New ransomware operator trades the dark web for intimidating phone calls
The gang, dubbed Volcano Demon by investigators, uses unique LukaLocker encryption and direct intimidation tactics.
There is a new ransomware kid on the block with a very different set of techniques, tactics and procedures.
Ransomware researchers at cybersecurity company Halcyon detected the new threat actor, which they call Volcano Demon, after investigating several attacks in recent weeks.
Not only is Volcano Demon a technically proficient operation, but it also avoids some of the common traps and tactics of similar ransomware gangs. According to Halcyon, the ransomware gang does not have a leak site on the dark web and does not appear to promote its own activity at all.
Rather, in addition to sending the usual ransom note, the gang directly contacts the victims’ leadership team as well as their senior IT staff. The phone calls are unidentifiable and often threatening.

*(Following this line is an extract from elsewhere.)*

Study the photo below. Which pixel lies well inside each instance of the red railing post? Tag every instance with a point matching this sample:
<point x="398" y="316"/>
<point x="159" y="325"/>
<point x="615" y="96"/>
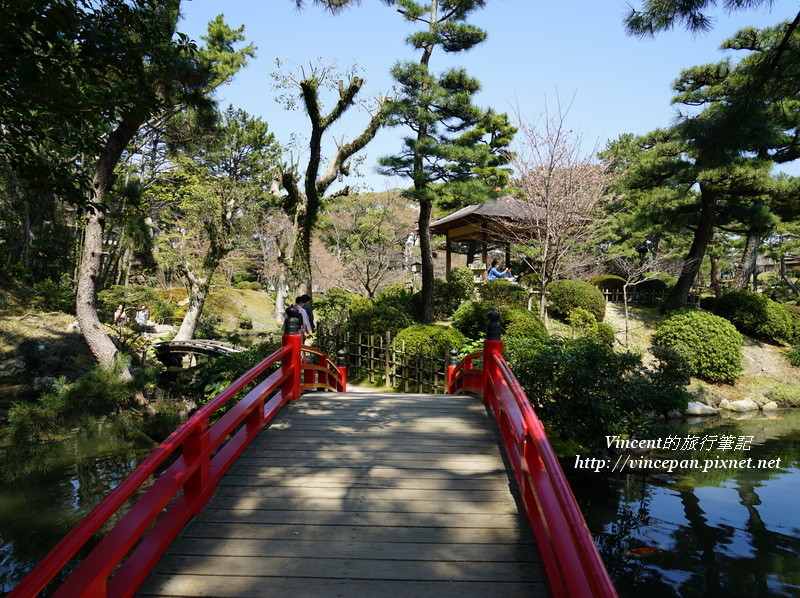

The ransom note strikes a similar tone.
“Their corporate network has been encrypt3d. And that’s not all: we study and download many of your data,” the note says. “Many of them have confidential status.
“If you ignore this incident, we will ensure that your sensitive data is widely available to the public. We will make sure your customers and partners know everything and the attacks will continue. “Some of the data will be sold to scammers who will attack your customers and employees.”
The note then explains how to establish contact, before setting out the “advantages” of dealing with the gang. Volcano Demon promises that it will never share data once the ransom is paid, nor will it ever mention it. It will provide a recovery tool and a “safety report” of the incident, while the gang said it will never attack the victim again.
The gang’s encryptor, called LukaLocker by Halcyon, is written and compiled in C++ and is an x64 PE binary. Encrypts selected files with a .nba file extension and avoids others, such as .exe, .sys, and .dll. LukaLocker has been observed encrypting both Windows workstations and servers, along with a version of Linux deployed.
In addition to encrypting files, data is also leaked to C2 servers to facilitate double extortion.
Volcano Demon gains initial access after collecting common administrative credentials from a network and is very careful about the evidence it leaves behind.
“The records were wiped prior to the exploitation and, in both cases, a full forensic evaluation was not possible due to their success in covering their tracks and the limited victim recording and monitoring solutions installed prior to the event,” the team said. of Halcyon research in a blog. mail.